哲学カフェ “問答連” 第五期

―今年最後の哲学カフェです―


第5回 <差別ごころ>からの<自由>を

中島 勝住 さん(ゲスト )

9月28日(土)2時から4時までの予定です。




 差別に関して明らかなことは、差別される側が初めから存在することはないということです。差別される側は、差別する側が差別する対象を極めて恣意的に創り出すことによって初めて顕現します。つまり、差別という問題は、差別する側次第なのです。

この明らかさにもかかわらず、私たちは、差別される存在が、あたかも、いつでも差別されることを待っているもの、であるかのように考えている節があります。この浅薄な心性が、差別問題を考える際に大きな混乱をもたらしています。それは、「差別されても当然」といったもの言いに代表されるでしょう。こうした差別する存在とその行為を覆い隠してしまうような無定見な勘違いがある限り、「差別問題の解決は国民的課題」であると幾度となえても、解決には程遠いでしょう。

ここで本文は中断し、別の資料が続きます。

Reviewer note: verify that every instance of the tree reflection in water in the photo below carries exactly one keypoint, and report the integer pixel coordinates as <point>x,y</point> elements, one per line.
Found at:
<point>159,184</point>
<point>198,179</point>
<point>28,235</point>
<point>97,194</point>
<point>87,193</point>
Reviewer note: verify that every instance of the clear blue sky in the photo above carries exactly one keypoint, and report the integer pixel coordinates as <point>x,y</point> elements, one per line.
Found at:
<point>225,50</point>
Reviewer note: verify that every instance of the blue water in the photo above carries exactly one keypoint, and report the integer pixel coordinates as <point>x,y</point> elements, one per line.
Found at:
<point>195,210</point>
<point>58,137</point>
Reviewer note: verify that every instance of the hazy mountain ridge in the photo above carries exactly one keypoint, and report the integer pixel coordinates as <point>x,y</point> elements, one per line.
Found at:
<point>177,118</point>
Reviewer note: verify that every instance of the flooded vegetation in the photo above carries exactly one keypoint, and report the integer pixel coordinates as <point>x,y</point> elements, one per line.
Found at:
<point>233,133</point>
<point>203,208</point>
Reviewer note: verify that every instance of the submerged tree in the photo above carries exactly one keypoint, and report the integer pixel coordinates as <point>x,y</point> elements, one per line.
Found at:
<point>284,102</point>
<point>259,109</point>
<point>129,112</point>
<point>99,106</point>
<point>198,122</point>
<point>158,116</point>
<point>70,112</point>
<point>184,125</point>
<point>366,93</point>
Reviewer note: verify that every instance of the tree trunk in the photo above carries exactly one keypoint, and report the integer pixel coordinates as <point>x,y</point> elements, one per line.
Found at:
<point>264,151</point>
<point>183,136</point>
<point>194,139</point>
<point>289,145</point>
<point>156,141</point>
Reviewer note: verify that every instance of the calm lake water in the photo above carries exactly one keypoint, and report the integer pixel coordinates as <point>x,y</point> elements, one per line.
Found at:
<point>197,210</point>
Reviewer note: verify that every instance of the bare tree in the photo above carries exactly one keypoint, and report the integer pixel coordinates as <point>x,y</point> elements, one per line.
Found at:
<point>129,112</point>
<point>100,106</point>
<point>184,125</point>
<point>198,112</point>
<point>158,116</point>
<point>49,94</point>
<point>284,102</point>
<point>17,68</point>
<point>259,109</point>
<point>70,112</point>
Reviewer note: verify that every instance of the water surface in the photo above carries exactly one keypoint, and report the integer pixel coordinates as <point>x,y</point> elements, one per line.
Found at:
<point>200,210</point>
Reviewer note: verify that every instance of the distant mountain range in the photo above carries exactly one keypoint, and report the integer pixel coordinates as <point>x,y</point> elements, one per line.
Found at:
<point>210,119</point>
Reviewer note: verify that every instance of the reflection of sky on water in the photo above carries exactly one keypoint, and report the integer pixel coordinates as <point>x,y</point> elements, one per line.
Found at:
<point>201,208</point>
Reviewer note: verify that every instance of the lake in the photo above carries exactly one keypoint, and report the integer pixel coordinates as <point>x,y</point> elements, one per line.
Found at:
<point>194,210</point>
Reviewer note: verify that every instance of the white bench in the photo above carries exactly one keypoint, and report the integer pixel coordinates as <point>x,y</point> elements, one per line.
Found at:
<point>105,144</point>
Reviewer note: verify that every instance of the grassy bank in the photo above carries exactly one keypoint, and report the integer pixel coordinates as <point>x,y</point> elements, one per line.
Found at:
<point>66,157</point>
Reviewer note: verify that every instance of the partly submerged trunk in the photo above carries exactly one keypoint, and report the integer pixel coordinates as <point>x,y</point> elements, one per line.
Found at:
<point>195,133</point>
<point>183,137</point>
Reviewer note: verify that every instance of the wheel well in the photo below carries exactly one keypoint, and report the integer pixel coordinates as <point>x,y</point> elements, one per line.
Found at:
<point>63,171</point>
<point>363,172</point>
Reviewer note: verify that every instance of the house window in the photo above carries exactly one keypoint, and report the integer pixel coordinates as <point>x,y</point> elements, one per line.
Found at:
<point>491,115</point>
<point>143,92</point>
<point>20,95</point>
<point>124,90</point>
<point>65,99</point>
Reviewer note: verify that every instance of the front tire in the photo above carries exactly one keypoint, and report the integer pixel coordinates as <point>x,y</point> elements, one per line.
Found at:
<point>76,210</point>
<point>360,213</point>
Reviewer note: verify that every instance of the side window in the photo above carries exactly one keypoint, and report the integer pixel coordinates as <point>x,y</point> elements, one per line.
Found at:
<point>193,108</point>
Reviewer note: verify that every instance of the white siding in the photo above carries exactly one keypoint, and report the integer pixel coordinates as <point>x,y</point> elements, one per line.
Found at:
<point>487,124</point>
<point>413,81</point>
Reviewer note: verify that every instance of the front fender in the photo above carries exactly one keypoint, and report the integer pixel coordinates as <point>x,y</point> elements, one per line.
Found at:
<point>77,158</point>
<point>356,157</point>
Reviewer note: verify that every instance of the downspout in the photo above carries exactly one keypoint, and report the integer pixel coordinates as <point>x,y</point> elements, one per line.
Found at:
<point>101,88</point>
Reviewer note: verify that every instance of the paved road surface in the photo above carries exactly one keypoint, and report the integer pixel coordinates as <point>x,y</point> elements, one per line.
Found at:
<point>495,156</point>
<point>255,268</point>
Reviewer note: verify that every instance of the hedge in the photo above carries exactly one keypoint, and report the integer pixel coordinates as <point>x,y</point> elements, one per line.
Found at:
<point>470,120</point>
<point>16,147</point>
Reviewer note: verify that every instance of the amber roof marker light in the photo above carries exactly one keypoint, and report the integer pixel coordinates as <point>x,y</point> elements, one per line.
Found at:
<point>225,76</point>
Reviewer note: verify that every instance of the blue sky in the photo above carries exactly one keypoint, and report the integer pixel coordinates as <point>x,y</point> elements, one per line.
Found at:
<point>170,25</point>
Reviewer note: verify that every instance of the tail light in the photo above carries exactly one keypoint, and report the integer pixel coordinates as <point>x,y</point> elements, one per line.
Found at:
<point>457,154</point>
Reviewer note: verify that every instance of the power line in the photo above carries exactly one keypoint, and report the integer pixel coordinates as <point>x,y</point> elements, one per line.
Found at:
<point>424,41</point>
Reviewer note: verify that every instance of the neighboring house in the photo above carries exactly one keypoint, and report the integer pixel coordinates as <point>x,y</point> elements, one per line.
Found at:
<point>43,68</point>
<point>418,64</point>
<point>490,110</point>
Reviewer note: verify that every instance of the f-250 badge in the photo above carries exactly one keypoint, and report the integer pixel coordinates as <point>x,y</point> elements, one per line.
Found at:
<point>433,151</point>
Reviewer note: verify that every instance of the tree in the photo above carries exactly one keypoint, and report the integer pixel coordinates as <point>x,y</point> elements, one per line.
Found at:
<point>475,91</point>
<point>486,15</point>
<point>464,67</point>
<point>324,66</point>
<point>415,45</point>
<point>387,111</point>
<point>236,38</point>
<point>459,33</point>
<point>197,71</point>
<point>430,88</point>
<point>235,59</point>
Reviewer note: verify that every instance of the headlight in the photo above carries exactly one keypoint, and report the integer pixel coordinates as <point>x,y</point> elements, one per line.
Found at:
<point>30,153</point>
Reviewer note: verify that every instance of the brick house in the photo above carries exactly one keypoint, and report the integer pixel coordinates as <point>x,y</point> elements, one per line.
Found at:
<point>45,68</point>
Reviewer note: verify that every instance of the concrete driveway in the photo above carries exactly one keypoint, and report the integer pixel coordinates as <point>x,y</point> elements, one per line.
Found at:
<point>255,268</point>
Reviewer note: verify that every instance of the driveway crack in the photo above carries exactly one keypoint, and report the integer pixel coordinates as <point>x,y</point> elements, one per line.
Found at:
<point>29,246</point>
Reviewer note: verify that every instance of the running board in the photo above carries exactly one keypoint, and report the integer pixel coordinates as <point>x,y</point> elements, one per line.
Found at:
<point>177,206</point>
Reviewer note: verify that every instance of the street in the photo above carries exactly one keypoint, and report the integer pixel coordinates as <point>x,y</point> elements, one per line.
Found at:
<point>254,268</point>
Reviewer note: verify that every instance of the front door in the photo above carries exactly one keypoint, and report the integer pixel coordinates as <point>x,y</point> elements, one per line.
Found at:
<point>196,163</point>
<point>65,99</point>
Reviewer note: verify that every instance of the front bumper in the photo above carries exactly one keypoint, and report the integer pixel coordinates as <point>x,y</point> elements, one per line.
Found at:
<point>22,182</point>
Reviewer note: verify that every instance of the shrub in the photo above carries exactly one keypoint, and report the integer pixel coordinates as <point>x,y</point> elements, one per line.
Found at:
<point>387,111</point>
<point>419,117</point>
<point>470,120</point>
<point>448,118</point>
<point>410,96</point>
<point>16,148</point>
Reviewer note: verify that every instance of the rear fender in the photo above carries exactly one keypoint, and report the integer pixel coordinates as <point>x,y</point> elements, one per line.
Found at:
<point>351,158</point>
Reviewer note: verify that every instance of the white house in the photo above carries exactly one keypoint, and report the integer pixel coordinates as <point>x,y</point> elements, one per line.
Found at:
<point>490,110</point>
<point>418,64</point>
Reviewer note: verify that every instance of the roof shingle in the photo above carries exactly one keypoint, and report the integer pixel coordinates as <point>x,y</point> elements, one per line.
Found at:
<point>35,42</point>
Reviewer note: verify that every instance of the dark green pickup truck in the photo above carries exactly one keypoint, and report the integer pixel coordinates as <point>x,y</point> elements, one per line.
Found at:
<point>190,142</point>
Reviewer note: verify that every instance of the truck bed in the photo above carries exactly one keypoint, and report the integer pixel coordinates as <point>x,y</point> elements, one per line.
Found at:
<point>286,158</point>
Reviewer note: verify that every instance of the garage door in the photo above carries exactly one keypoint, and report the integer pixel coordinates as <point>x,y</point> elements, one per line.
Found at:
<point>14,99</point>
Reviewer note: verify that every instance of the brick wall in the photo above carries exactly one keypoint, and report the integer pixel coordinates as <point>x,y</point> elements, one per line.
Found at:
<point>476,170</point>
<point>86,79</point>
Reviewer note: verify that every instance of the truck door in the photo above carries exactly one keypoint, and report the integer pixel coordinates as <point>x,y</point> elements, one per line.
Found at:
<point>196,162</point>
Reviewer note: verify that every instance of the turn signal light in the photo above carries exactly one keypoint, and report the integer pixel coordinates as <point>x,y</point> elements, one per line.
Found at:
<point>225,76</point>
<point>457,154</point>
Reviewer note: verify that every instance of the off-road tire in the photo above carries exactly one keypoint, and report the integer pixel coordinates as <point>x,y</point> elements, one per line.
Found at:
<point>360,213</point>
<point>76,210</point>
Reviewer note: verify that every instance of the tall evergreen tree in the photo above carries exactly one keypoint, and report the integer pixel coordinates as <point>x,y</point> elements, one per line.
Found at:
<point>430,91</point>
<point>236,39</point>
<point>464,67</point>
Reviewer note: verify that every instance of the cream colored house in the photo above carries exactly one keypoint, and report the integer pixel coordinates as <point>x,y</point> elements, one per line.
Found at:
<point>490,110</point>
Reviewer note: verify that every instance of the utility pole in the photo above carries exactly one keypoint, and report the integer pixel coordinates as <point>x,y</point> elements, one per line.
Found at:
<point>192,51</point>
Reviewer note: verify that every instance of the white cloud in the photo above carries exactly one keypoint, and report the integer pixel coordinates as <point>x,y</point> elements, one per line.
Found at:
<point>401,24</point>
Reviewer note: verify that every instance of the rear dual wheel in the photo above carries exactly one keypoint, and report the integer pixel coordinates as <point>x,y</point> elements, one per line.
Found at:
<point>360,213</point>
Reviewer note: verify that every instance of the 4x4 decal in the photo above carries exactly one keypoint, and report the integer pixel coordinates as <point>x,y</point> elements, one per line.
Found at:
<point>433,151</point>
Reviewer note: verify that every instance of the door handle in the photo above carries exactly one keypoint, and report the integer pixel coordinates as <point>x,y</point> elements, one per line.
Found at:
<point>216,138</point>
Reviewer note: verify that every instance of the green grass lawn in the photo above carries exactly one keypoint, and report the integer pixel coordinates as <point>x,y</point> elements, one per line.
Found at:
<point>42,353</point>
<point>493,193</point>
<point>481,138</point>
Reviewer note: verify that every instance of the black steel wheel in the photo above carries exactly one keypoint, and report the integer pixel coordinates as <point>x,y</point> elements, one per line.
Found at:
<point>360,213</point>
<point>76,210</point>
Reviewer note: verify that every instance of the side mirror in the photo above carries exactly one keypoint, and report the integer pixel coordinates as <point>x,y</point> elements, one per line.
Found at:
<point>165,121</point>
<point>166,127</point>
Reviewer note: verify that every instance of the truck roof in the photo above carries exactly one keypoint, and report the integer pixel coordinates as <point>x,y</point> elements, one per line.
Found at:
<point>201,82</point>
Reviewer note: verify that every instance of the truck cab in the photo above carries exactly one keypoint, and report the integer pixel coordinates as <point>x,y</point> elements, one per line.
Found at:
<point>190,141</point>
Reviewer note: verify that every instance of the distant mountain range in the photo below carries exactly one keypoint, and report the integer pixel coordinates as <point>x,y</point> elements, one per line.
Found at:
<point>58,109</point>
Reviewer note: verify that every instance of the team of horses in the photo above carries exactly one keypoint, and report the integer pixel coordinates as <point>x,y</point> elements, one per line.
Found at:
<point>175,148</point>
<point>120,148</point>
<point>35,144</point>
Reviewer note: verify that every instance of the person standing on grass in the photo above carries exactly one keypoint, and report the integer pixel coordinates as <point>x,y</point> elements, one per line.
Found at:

 私たちにとって居心地の悪い自己認識、つまり、差別は私たちが起こしているのであって、その可能性は誰もが持っているのだという地点に立つ必要があると思います。ありきたりですが、差別問題は「ジブンゴト」なのです。逆に言えば、だからこそ、解決の可能性も大きいとも言えるでしょう。これがタイトルの意味するところです。